We called them back from the edge where the grass darkened into bog, picked them up to take a picture with us, in the spot where we were married ten years before. They don’t know what comes next or where they’re going, they just know they have to be there, be in it. The grass in the meadow had curved low on the ground in a pattern like clouds, and the kids were running in it, in the breathless, expectant way of children.

I’m watching her learn it on her own, among her friends at school, trying out different spellings at the kitchen table, or picking up on letters in the wild when we’re out driving, her whole face lighting up in the rearview. I was going to follow all the steps and now it’s like she’s taken flight. I had bought all the books, last year, to teach her to read. The many all-caps drawings in pen she makes for us. Her quick hug around my waist at the stove where I’m cooking, seeing me frustrated with her brother, stepping around the baby. She’s so silly, so ever in the mood for a game it’s easy to miss how soft she is, how easily, deeply wounded.

My first light, my bright girl, she laughs loud.
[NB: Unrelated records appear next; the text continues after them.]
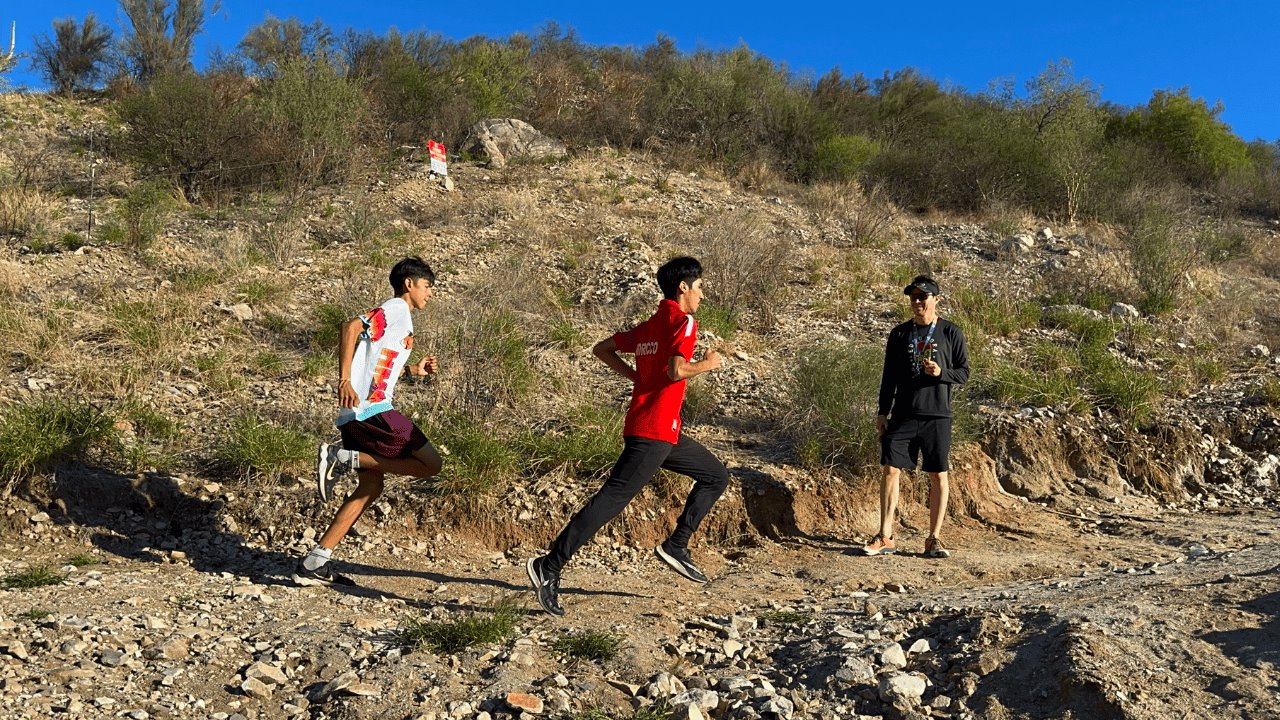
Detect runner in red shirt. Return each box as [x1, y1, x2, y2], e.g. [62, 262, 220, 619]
[526, 258, 728, 615]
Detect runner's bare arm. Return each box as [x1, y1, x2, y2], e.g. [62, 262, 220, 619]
[667, 350, 722, 380]
[338, 318, 365, 407]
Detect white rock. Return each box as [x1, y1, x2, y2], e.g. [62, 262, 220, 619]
[879, 673, 928, 705]
[876, 643, 906, 667]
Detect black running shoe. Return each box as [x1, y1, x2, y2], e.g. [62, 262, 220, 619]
[293, 560, 356, 585]
[525, 557, 564, 615]
[653, 542, 707, 584]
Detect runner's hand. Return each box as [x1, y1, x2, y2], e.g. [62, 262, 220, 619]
[410, 355, 439, 378]
[338, 380, 360, 407]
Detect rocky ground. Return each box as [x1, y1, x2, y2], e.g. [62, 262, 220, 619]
[0, 481, 1280, 719]
[0, 96, 1280, 720]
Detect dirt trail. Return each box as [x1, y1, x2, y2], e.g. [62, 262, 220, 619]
[0, 479, 1280, 719]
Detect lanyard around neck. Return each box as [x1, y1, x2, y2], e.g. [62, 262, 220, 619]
[906, 320, 938, 375]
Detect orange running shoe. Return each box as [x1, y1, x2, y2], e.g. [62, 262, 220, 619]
[858, 536, 897, 555]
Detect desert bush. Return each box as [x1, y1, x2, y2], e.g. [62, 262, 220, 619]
[552, 630, 622, 662]
[689, 213, 794, 337]
[947, 287, 1041, 337]
[397, 598, 522, 655]
[120, 0, 205, 83]
[411, 407, 525, 497]
[803, 182, 899, 247]
[813, 135, 879, 182]
[0, 186, 59, 240]
[975, 342, 1092, 413]
[238, 13, 335, 77]
[255, 59, 370, 188]
[114, 73, 259, 202]
[698, 301, 741, 340]
[978, 311, 1164, 425]
[216, 414, 319, 479]
[0, 400, 115, 493]
[32, 13, 111, 95]
[512, 405, 622, 478]
[1125, 204, 1199, 315]
[1110, 87, 1252, 186]
[643, 41, 832, 179]
[449, 37, 530, 119]
[785, 342, 884, 474]
[116, 182, 174, 252]
[0, 565, 67, 589]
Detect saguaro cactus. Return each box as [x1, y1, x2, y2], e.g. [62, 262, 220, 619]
[0, 20, 18, 73]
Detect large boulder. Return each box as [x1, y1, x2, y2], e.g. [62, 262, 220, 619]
[463, 118, 568, 168]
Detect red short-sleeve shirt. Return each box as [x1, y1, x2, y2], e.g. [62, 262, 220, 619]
[613, 300, 698, 443]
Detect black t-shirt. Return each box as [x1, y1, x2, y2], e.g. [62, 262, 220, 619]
[877, 318, 969, 418]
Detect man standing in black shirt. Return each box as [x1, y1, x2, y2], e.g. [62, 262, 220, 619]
[860, 275, 969, 557]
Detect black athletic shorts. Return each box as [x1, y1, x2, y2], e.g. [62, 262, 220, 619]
[881, 418, 951, 473]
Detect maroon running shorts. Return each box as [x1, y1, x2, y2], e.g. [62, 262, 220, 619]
[338, 410, 428, 457]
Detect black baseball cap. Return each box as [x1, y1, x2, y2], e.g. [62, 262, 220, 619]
[902, 275, 940, 295]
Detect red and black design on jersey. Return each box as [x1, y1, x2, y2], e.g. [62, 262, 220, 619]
[613, 300, 698, 443]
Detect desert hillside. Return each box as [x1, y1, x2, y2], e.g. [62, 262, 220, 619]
[0, 95, 1280, 720]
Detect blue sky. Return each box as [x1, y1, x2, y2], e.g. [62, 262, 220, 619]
[0, 0, 1280, 140]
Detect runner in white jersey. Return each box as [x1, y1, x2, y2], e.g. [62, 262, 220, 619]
[293, 258, 440, 585]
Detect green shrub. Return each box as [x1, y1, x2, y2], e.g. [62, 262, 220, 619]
[515, 405, 622, 478]
[465, 310, 538, 398]
[787, 343, 884, 471]
[814, 135, 881, 181]
[698, 301, 739, 340]
[1258, 378, 1280, 407]
[552, 630, 622, 662]
[116, 182, 173, 252]
[1112, 87, 1252, 186]
[0, 565, 67, 589]
[116, 73, 264, 202]
[311, 302, 360, 348]
[216, 415, 319, 478]
[410, 411, 526, 496]
[0, 400, 115, 483]
[690, 213, 792, 330]
[978, 343, 1092, 413]
[1043, 304, 1121, 348]
[451, 37, 530, 118]
[950, 288, 1041, 337]
[256, 58, 370, 188]
[398, 598, 522, 655]
[120, 400, 182, 439]
[760, 610, 813, 625]
[549, 318, 586, 350]
[169, 266, 225, 292]
[1080, 347, 1161, 425]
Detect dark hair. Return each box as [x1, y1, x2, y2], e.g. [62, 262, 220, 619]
[658, 258, 703, 300]
[390, 255, 435, 295]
The shock that it doesn’t take sameness, that I don’t need to share his tastes to share the blaze of his happiness. But then, the abandon with which he sends his trucks into the block towers, whooping at their destruction. How he never wants to NOT be wearing pajamas. Making a nest of blankets on the couch for us to read books in. Today, working on the solar system puzzle together, slowly, on the kitchen table. We will understand each other, like January people do.

Every day I wonder: Who are you? Who will you be? Our birthdays are five days apart, with 35 years between us, and when he was born I thought, Here is a child who will be like me. He is so small, so heavy with tears each day, and so much lighter– like a bird– than his constant motion makes him seem. Did you know this, mama? Did you know the world contained this miracle, this walking? I have doubts about my own purposes here, but I know our baby’s. Ha! Ha! she shouts, looking at me, eyes wide. She opens her mouth as she takes her first wobbly steps, holding my hands. She is our more, and her whole face shows it. Who is that family with three children, outnumbered? Spilling noisily out of a grocery aisle, or strolling loose and easy to the park like, it’s no big deal, what’s one more? She is our big deal. Is she really ours? I take a beat before I recognize our reflection as a family of five. Even now, almost a year later, I still look at her in astonishment. The baby is both things incarnate: the embodiment of joy, and unexpected.